Quand la grande est partie chez son grand-papa, j'avais une minie qui avait le coeur brisée. On a tenté de faire des petits spéciaux pour qu'elle se sente elle aussi privilégiée à sa façon.

Quand la grande est revenue de chez son grand-papa, c'est elle qui pleurait. Elle a pleuré plus d'une heure en arrivant... encore un bon moment à l'heure de se coucher, encore le lendemain matin au réveil et dans la journée. Tout la dérangeait. Tommy qui jouait avec une caméra, la minie qui jouait à un jeu vidéo qu'elle n'avait pas joué depuis longtemps donc ce n'était pas normal pour la grande... Elle pleurait des "privilèges" que la minie a eu... (un seul en fait) même si elle en avait eu bien plus.
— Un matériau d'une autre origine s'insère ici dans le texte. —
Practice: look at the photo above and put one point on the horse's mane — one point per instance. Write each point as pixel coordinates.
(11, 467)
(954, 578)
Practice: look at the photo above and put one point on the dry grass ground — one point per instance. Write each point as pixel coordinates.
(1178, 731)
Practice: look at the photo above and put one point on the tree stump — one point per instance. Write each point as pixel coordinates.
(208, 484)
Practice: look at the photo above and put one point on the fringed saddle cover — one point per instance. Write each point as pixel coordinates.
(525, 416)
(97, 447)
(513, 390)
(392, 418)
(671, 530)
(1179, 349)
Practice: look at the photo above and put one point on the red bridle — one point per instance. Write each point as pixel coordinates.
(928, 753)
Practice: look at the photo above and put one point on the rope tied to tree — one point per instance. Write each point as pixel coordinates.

Elle m'a dit que nous n'étions pas gentil à son retour alors que tout était "comme d'habitude". Mais pas pour elle... c'était juste trop.

Qu'est-ce qu'on peut faire pour apaiser ce genre de peine? Car je n'avais aucune idée et ce n'est qu'un sentiment d'impuissance qui a fait surface... tentant de la consoler du mieux que je pouvais.

Il y a en plusieurs comme ça. Le bébé qui me parle en chinois, ou bien lorsque j'essaie de lui expliquer quelque chose que je sais qu'il ne peut pas comprendre... Les repas... les milles et une tactique qu'on doit avoir pour qu'il mange un peu... Mon impression de ne pas en faire suffisamment pour lui.

Et il y a cette minie. Qui est toujours aussi fragile, qui pleure toujours autant, dont les larmes escaladent si haut que je ne sais plus comment la faire redescendre à travers ces cris qui finalement, au bout du compte, finissent par nous faire voir rouge. C'est qu'elle ne se raisonne plus et ne fait que pleurer.

Tout à l'heure, c'était parce que sa soeur la regardait. Alors qu'elle voulait supposément jouer au défi que sa soeur ne devait pas la regarder.... Et au dodo, ce sont les images dans sa tête qu'elle n'aime pas.

Après avoir tout essayé, calmement, patiemment... ça devient difficile. Finalement, je l'ai saisi... juste pour qu'elle m'entende à travers ces cris. Et ensuite... après les milles et une solution qu'elle refusait d'entendre et d'accepter, j'ai fini par l'emballer très fort dans une couverture.. un petit cocon, juste pour qu'elle cesse de crier et que son corps se calme.

Mais dans le fond.. je n'ai jamais l'impression d'aider... seulement de panser les blessures...

Bref... il y a ces moments comme ça, qui viennent et qui passent.